I hadn't yet moved here yet when these Dickinson college students came a-projectin' through our community in 2001.

I love seeing these photographs, but they're already outdated. Things have changed again. The "school" they show (last photo) is now an apartment complex with some pretty decent lofts.

There is a typo (error, anyway) on that page. We have nowhere near sixty thousand residents. Make it a tenth of that and then subtract a few hundred more.

John B. Yetter's book (below) is filled with priceless photographs and other documents of early Steelton.


The first one, a beach in Steelton. Unimaginable today. Although we do have a little boat launch at the end of town still.



From the Dickinson site:

 The river has been used for many recreational purposes over the years.  From 1886 to the 1930s, a Steelton Ferry took visitors and residents around the River, averaging about a dozen trips a day.  It also used to haul wagons so that customers could attend the Steelton Market. 

        A few of the islands, especially Bailey's Island and White Island, were used for church picnics, fishing, swimming, and boating.  Several steamboats and boat rentals took people to the islands.  Frank Albert and Harold Kerns remembered the boat rentals and islands in one interview: 


FA: That was the way they used to go over. Now, there was another fellow's name, Willard Shrauder.  He ran a boat place and he had what they call big batties...Anyway, he had two big boats they were called the batties, but he also rented canoes. And at one time, the beaches were sandy, just like you see at the beaches at the shore... He would charge you a nickel to take you over on a big battie [which could hold] fourteen people.

HK: They had canoes.  Pop said, at one time, they had forty boats that he rented.

FA: Oh yea, he had a lot of boats. On the other side, the railroad owned it. He had buildings and his canoes were on 
racks... Not only that, he put a dance pavilion over there on the island. And he made homemade root beer and stuff and sold it to them too! Now this was when things were tough, man! For a one-armed man, he was a hard worker! 

It absolutely amazes me that there used to be a (perilous!) "walking bridge" out to little Bailey's Island. Check out the photo. How'd you like to be on that in a thunderstorm? The Susquehanna is not shy about drowning people in any of its stretches. It's usually the deceptively "slow" parts of the river which claim the most lives.


This (1903)


becomes this (1911).



West End of Steelton.



Dredging the Susqehanna off Steelton for coal on the bottom (dropped from previous operations). They could gather and sell twenty-five thousand tons a year.


Men paving.


Poor mule whose life is tied to dredging.



Oh Gosh, this photograph gets me.

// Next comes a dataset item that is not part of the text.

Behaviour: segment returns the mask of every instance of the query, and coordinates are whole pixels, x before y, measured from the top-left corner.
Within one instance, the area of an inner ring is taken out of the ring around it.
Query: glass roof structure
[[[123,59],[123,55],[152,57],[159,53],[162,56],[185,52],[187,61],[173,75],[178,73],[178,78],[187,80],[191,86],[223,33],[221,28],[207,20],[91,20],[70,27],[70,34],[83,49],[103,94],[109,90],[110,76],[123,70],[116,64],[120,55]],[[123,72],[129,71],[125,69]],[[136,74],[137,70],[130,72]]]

I can't tell you the number of times I have stood exactly where those girls are standing. It's right down at the bottom of my street, such a pretty view still. And I can instantly overlay the past with the present through this photo. You would totally recognize this today, as the principal buildings seen here are still standing. The church has lost its belfry. That church is beleaguered, for sure, has seen better days, but the voices still peal out of there on Sundays. It has one little air conditioner below the big stained glass window (at right, cropped out of the photo). That little unit can't do much in summer to cool down that worship service. Such glorious voices I hear coming out of there.